TensorFlow

TensorFlow is a free and open-source software library for machine learning. It can be used across a range of tasks but has a particular focus on training and inference of deep neural networks.[4][5]

TensorFlow
Developer(s)Google Brain Team[1]
Initial releaseNovember 9, 2015 (2015-11-09)
Stable release
2.4.1[2] / January 21, 2021 (2021-01-21)
Repositorygithub.com/tensorflow/tensorflow
Written inPython, C++, CUDA
PlatformLinux, macOS, Windows, Android, JavaScript[3]
TypeMachine learning library
LicenseApache License 2.0
Websitewww.tensorflow.org

Tensorflow is a symbolic math library based on dataflow and differentiable programming. It is used for both research and production at Google.[6][7][8]

TensorFlow was developed by the Google Brain team for internal Google use. It was released under the Apache License 2.0 in 2015.[1][9]

History

DistBelief

Starting in 2011, Google Brain built DistBelief as a proprietary machine learning system based on deep learning neural networks. Its use grew rapidly across diverse Alphabet companies in both research and commercial applications.[10][11] Google assigned multiple computer scientists, including Jeff Dean, to simplify and refactor the codebase of DistBelief into a faster, more robust application-grade library, which became TensorFlow.[12] In 2009, the team, led by Geoffrey Hinton, had implemented generalized backpropagation and other improvements which allowed generation of neural networks with substantially higher accuracy, for instance a 25% reduction in errors in speech recognition.[13]

TensorFlow

TensorFlow is Google Brain's second-generation system. Version 1.0.0 was released on February 11, 2017.[14] While the reference implementation runs on single devices, TensorFlow can run on multiple CPUs and GPUs (with optional CUDA and SYCL extensions for general-purpose computing on graphics processing units).[15] TensorFlow is available on 64-bit Linux, macOS, Windows, and mobile computing platforms including Android and iOS.
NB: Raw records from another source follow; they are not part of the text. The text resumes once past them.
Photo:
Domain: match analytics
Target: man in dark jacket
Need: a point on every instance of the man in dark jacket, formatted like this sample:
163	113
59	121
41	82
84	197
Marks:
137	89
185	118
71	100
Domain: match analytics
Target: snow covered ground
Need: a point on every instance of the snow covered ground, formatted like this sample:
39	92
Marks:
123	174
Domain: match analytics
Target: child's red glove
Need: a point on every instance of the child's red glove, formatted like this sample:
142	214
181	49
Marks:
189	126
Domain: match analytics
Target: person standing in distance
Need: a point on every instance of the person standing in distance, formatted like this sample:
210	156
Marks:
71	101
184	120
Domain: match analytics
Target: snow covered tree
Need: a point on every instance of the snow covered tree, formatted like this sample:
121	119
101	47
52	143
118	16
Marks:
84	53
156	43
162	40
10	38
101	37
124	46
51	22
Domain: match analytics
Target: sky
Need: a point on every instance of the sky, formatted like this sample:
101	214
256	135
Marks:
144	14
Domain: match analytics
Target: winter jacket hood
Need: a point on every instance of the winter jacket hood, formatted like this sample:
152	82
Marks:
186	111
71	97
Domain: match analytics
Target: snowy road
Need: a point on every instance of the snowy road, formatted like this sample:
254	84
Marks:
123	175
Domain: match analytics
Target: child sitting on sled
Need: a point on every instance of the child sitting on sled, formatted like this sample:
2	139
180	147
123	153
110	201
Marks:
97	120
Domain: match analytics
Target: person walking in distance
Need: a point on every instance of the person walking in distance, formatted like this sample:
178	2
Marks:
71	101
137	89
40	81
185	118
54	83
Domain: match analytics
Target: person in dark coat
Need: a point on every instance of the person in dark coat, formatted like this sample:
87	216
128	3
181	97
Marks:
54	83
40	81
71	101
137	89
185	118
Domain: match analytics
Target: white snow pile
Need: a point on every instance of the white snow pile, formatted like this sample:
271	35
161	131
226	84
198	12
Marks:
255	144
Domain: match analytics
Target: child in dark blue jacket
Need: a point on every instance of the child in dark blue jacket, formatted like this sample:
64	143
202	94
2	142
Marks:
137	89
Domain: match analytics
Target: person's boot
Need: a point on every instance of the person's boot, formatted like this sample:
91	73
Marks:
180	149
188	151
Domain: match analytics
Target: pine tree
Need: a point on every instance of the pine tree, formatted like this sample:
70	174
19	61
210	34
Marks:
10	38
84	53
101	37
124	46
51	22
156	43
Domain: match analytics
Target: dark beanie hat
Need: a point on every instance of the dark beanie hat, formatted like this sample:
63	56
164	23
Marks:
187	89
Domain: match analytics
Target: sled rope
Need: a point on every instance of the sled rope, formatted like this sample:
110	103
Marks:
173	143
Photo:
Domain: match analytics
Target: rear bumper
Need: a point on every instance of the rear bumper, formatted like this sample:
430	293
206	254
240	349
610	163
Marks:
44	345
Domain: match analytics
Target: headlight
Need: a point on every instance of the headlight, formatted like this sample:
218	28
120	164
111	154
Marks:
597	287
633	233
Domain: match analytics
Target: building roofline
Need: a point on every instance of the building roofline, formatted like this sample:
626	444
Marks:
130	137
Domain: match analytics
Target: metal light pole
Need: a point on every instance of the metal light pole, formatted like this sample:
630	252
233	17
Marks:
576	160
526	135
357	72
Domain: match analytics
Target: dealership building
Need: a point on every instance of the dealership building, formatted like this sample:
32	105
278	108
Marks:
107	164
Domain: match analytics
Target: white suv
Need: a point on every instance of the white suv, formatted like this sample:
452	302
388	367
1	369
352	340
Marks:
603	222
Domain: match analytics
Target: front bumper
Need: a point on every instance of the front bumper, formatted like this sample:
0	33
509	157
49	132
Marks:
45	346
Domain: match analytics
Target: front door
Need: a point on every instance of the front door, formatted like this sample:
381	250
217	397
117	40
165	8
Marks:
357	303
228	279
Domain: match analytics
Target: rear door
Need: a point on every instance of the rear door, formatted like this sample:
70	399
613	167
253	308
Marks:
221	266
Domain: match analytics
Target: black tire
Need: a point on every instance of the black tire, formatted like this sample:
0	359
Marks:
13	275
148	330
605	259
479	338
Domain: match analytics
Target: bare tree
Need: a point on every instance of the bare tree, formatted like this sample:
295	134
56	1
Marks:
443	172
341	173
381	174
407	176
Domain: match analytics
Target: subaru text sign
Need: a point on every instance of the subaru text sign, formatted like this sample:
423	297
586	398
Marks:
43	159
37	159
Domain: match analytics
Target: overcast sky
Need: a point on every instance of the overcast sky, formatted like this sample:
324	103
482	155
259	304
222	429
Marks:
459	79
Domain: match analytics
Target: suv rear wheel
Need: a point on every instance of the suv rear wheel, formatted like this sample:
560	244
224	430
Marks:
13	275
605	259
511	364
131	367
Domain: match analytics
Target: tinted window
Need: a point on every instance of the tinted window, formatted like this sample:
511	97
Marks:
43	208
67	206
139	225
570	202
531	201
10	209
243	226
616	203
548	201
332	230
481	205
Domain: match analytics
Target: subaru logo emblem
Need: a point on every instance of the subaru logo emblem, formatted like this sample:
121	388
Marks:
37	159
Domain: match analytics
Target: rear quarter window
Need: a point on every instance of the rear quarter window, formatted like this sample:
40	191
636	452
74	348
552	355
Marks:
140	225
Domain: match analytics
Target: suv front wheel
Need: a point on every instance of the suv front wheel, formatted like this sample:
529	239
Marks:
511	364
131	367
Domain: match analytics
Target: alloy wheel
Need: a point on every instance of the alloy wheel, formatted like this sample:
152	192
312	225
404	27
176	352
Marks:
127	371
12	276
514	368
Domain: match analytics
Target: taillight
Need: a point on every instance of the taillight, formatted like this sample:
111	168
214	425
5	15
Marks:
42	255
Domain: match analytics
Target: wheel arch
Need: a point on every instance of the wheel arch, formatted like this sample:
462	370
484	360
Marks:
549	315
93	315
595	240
Its flexible architecture allows for the easy deployment of computation across a variety of platforms (CPUs, GPUs, TPUs), and from desktops to clusters of servers to mobile and edge devices.

TensorFlow computations are expressed as stateful dataflow graphs. The name TensorFlow derives from the operations that such neural networks perform on multidimensional data arrays, which are referred to as tensors. During the Google I/O Conference in June 2016, Jeff Dean stated that 1,500 repositories on GitHub mentioned TensorFlow, of which only 5 were from Google.[16]

In December 2017, developers from Google, Cisco, RedHat, CoreOS, and CaiCloud introduced Kubeflow at a conference. Kubeflow allows operation and deployment of TensorFlow on Kubernetes.

In March 2018, Google announced TensorFlow.js version 1.0 for machine learning in JavaScript.[17]

In Jan 2019, Google announced TensorFlow 2.0.[18] It became officially available in Sep 2019.[19]

In May 2019, Google announced TensorFlow Graphics for deep learning in computer graphics.[20]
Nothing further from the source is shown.